It’s that time of year again. Parents are stocking up on sugary goodies and kids are restless with daydreams of this much-awaited holiday. Although most people find modern Halloween traditions such as these normal, many have yet to realize how much they have changed throughout the years. The norm of donning decadent Halloween costumes and going door to door chanting “Trick or Treat!” was not as socially acceptable one hundred years ago as it is today. Newspaper articles survive from as early as 1899 describing Halloween as it was celebrated in Mankato’s early days.
In the fall of 1899, Mankato police reported: “… boys and girls were out making a din with fish horns, tin pans, etc.” This paints a very different picture of Halloween than the one we celebrate today. Halloween was a night where kids roamed about pulling pranks and making noise. Parties were celebrated, but not widely accepted.

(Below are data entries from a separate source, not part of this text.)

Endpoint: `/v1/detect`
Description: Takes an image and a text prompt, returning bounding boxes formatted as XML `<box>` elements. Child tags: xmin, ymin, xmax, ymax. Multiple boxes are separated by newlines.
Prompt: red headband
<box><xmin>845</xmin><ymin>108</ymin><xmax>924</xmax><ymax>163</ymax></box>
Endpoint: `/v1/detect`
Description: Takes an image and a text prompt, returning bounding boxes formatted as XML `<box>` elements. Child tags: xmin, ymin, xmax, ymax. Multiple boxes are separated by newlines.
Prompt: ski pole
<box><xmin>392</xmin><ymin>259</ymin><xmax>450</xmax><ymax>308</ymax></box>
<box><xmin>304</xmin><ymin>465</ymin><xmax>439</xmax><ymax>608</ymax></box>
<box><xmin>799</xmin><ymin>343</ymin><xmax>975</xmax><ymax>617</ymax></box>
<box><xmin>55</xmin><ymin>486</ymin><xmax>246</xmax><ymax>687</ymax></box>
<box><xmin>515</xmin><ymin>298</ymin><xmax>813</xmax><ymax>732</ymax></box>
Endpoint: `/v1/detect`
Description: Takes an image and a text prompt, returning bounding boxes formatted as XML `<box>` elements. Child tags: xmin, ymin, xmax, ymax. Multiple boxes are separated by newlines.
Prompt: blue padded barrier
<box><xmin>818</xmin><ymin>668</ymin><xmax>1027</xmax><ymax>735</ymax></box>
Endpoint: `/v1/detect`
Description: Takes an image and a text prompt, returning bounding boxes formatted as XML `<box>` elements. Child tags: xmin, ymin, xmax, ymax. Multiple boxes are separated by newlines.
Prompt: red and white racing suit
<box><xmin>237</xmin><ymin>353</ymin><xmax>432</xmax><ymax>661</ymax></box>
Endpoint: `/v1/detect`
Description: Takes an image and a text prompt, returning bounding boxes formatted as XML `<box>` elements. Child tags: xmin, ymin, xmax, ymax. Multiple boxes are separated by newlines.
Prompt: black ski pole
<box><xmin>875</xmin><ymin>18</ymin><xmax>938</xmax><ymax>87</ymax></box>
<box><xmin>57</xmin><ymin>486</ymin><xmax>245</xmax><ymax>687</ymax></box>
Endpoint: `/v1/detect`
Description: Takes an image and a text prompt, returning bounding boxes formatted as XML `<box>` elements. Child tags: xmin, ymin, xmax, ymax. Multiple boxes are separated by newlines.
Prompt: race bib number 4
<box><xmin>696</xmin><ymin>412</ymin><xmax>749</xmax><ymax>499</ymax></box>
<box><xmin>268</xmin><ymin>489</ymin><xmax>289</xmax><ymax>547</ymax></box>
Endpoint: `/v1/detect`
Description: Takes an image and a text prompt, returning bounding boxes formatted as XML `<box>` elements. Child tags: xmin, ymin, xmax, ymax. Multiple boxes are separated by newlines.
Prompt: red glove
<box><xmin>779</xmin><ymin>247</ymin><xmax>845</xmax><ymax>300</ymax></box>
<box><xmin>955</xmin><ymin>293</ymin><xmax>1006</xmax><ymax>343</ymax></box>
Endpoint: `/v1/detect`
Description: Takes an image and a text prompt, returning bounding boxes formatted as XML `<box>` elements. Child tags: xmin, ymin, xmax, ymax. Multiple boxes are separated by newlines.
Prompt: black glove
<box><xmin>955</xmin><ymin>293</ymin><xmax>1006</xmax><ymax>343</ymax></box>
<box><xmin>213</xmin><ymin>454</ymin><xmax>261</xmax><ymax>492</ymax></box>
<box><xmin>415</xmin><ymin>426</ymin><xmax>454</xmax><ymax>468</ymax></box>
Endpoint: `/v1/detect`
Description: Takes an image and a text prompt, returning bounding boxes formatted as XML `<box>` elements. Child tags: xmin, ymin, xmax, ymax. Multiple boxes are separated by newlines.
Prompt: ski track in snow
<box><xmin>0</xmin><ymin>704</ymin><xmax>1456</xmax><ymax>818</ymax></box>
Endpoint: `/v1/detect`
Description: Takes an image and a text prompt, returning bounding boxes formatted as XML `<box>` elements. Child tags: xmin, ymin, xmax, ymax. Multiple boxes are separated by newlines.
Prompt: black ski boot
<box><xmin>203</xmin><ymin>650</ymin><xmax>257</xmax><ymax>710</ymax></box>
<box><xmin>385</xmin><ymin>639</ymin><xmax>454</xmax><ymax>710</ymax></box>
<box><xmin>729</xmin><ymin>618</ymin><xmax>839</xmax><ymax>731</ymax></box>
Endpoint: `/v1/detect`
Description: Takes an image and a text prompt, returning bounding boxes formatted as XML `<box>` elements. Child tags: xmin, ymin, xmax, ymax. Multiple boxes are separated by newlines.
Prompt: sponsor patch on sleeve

A later newspaper from 1929 remarked that common observances at the time included “…apple ducking and roasting of nuts.” Today many still continue the tradition of bobbing for apples although roasting of nuts appears to be a trend lost in time. Around this period in time, Mankato began to widely accept Halloween celebrations. Parties were held and the pranks continued.
Modern-day trick or treating did not become predominantly practiced until about the mid-1940s. Because so many kids were wild with pranks, neighbors would offer them “treats” so they wouldn’t be tempted to pull “tricks” on the person’s property. Although this helped calm down tricksters in many cases, the night still resulted in a few altercations. That year a few notable cases included a tripwire set on a sidewalk, a few tipped over outhouses, and some switched around street signs.
To keep kids out of trouble, the district organized activities like school parties. In 1969 school-sponsored events were held throughout Mankato at various school gymnasiums. A high school dance was held at Mankato West that included games and prizes. Most notable of the prizes were the day’s top records.
Today Halloween remains a highly popular and anticipated occasion in Mankato. Not only does examining its part in Mankato’s history give us a glimpse into Mankato’s unique past, but it also provides an interesting narrative into our early culture.